# Beizdauer



## sunny (15. November 2006)

Ich habe nun schon oft Rezepte vom Beizen hier gelesen. Fast jedesmal wird eine andere Beizdauer angegeben. Die Zeiten schwanken zwischen 24 und 96 Std. . 

Woran liegt das #c ? An der Größe des Filets? Gibt es eine Faustformel, so wie pro Kilo Filet 24 Std. beizen?


----------



## Medve (15. November 2006)

*AW: Beizdauer*

das habe ich mich hier auch schon gefragt. Ich beize meine fische liegend zwischen 12 und 18 Stunden. Nach der Hälfte der Zeit drehe ich sie um. Funktioniert jedes Mal einwandfrei und schmeckt #6


----------



## Thomas9904 (15. November 2006)

*AW: Beizdauer*

Es gibt zuerst mal verschiedene Arten zu beizen (nass/trocken).
Beim nassen beizen (Salzlake wie beim Räuchern z. B.) kommt es drauzf an wie hoch der Salzgehalt ist.

Beim trockenen beizen (graved Lax o.ä.) kommt es nicht auf die Größe (=Länge) der Filets an, sondern auf deren Dicke.

Und zum zweiten darauf, was man mit dem Fisch anstellen möchte:
Servierfertig zum sofort essen
Beizen zum kalträuchern
Beizen zum lagern (sozusagen wie beim Salzhering)

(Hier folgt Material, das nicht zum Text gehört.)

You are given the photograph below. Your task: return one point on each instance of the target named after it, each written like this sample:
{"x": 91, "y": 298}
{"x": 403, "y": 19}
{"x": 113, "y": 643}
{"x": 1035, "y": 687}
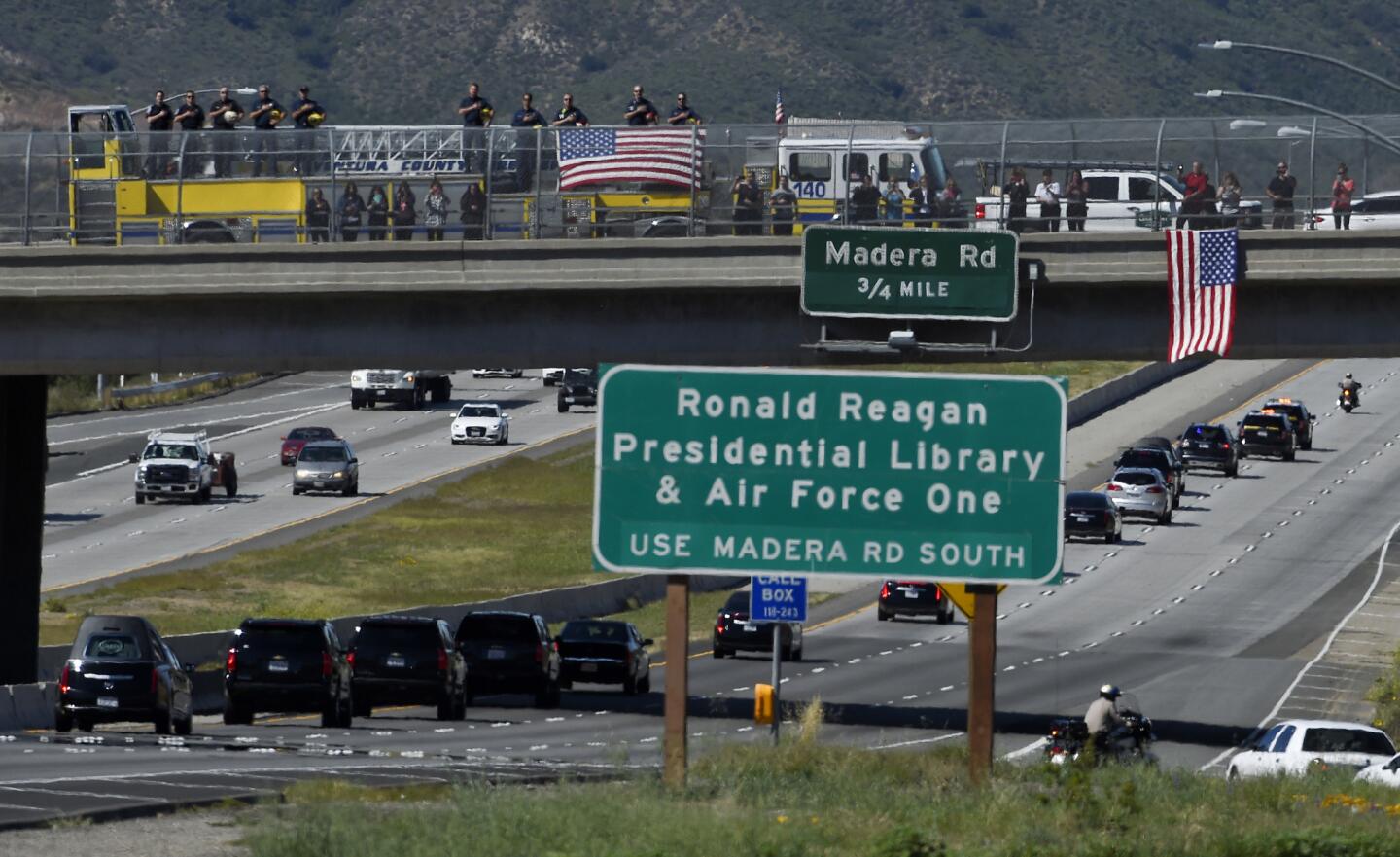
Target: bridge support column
{"x": 22, "y": 464}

Und - was "erschwerend" dazu kommt: 
Der persönliche Geschmack spielt natürlich auch ne Rolle.

Der eine mags salziger/würziger, der andere lieber "natürlicher".

Daher kann man da (leider) nur sehr schwer nach einer Faustformel arbeiten bzw., eine solche anbieten, da zu viele (auch subjektive) verschiedene Faktoren eine Rolle spielen.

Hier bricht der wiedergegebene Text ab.